Suppose that $F$ is the orthocenter of $ABC$. Clearly, since $HD \perp AB$ and $CF \perp AB$ then $HD \parallel CF$. Also we have $\angle BDA= \angle BFA = 180 - \angle C$ and therefore $\angle BHA = \angle C \rightarrow H$ is on the circumcircle of $ABC$. Suppose $H$ is on the circumcircle and $CF \parallel HD$. Clearly we have $CF \perp AB$. Also, since $H$ is on the circumcircle $\angle BHA = \angle C \rightarrow \angle BDA = 180 - \angle C \rightarrow \angle BFA = 180 - \angle C$ and therefore $F$ is the orthocenter.

it is very simple and interesting,and solved easily by angle chasing,...

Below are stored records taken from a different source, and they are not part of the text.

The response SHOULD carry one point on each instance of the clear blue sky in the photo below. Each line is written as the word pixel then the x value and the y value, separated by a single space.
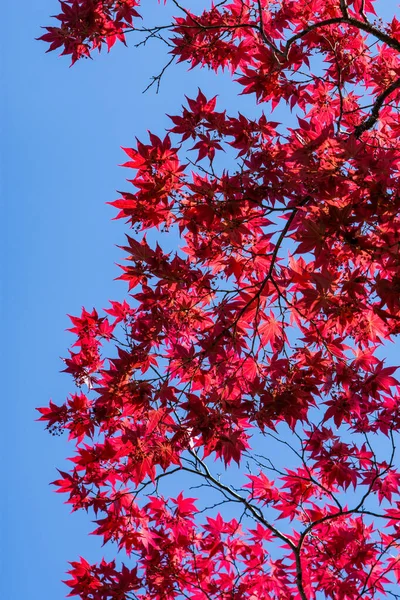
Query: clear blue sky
pixel 61 137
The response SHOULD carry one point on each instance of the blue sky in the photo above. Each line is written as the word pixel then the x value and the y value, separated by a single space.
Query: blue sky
pixel 62 131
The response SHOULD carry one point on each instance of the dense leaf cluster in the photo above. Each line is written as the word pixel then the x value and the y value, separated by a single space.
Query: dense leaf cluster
pixel 264 327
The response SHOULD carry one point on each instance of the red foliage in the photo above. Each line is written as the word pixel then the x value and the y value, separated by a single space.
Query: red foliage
pixel 257 342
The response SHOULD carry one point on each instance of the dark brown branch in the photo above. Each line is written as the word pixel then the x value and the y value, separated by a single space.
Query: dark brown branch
pixel 378 104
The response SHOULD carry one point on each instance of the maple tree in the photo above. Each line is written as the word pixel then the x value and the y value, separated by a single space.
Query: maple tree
pixel 248 363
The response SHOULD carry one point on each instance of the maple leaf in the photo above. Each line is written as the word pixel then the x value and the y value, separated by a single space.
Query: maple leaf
pixel 267 286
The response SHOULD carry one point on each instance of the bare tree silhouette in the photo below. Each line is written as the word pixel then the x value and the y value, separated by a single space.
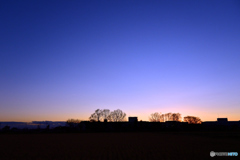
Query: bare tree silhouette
pixel 96 116
pixel 105 114
pixel 176 117
pixel 117 116
pixel 167 116
pixel 192 120
pixel 155 117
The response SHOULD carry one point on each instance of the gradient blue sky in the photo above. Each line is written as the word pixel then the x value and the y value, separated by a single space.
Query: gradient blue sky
pixel 65 59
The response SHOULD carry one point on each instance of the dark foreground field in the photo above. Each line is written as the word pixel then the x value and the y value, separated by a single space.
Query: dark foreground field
pixel 114 146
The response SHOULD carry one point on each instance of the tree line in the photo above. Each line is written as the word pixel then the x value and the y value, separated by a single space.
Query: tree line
pixel 118 115
pixel 158 117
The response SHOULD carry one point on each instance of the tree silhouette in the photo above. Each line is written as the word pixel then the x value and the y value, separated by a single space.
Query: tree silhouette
pixel 96 116
pixel 117 116
pixel 167 116
pixel 176 117
pixel 105 114
pixel 192 120
pixel 155 117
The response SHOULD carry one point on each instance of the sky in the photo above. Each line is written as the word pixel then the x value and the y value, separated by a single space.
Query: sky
pixel 64 59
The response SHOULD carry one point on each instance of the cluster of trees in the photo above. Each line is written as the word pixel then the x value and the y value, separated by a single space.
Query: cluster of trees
pixel 158 117
pixel 105 115
pixel 192 120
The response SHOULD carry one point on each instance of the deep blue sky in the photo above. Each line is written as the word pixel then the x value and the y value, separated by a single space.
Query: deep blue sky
pixel 64 59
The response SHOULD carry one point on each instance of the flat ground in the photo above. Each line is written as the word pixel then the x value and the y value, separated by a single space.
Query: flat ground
pixel 114 146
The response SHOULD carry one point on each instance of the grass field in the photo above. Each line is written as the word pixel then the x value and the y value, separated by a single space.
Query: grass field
pixel 116 146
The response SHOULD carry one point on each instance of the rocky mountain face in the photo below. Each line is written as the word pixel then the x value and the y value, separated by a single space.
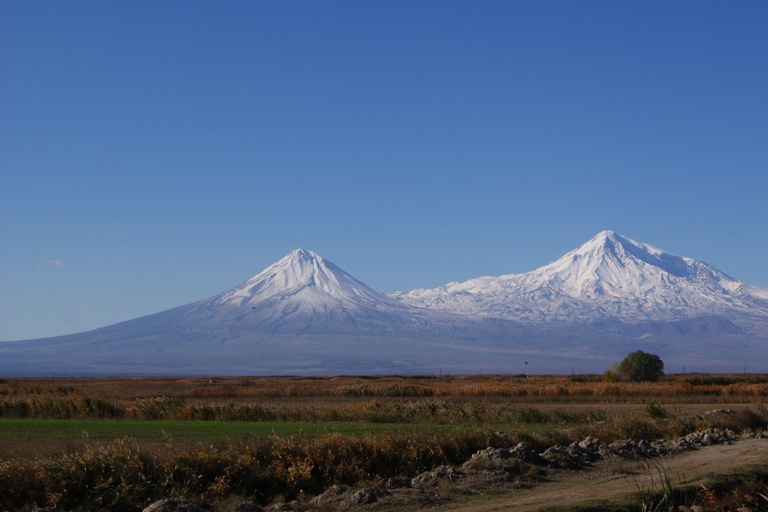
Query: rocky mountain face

Its all about going through the proofs carefully and not mixing up what is given and what is required to prove.Let $F$ be the orthocenter of $ABC$.Then by hypothesis $AF \perp BC$ and $AH \perp BC \Rightarrow A,F,H$ are collinear.Again $CF \perp AB$ and $HD \perp AB \Rightarrow CF \parallel HD$.Now $\angle{FDC}=90^{\circ}-\angle{HFD}=90-B=\angle{CFD}$.Enjoy! Now the other part:Assume that $H$ lies on the circumcircle of $\triangle{ABC}$.Let $X=AH \cap BC$ and $F'=\odot{ADB} \cap AH$.By hypothesis $AX \perp BC$.Also easy to note that $\angle{XHD}=B$ and $\angle{XF'D}=\angle{ABD}=B$.So $F' \equiv F$.Enjoy!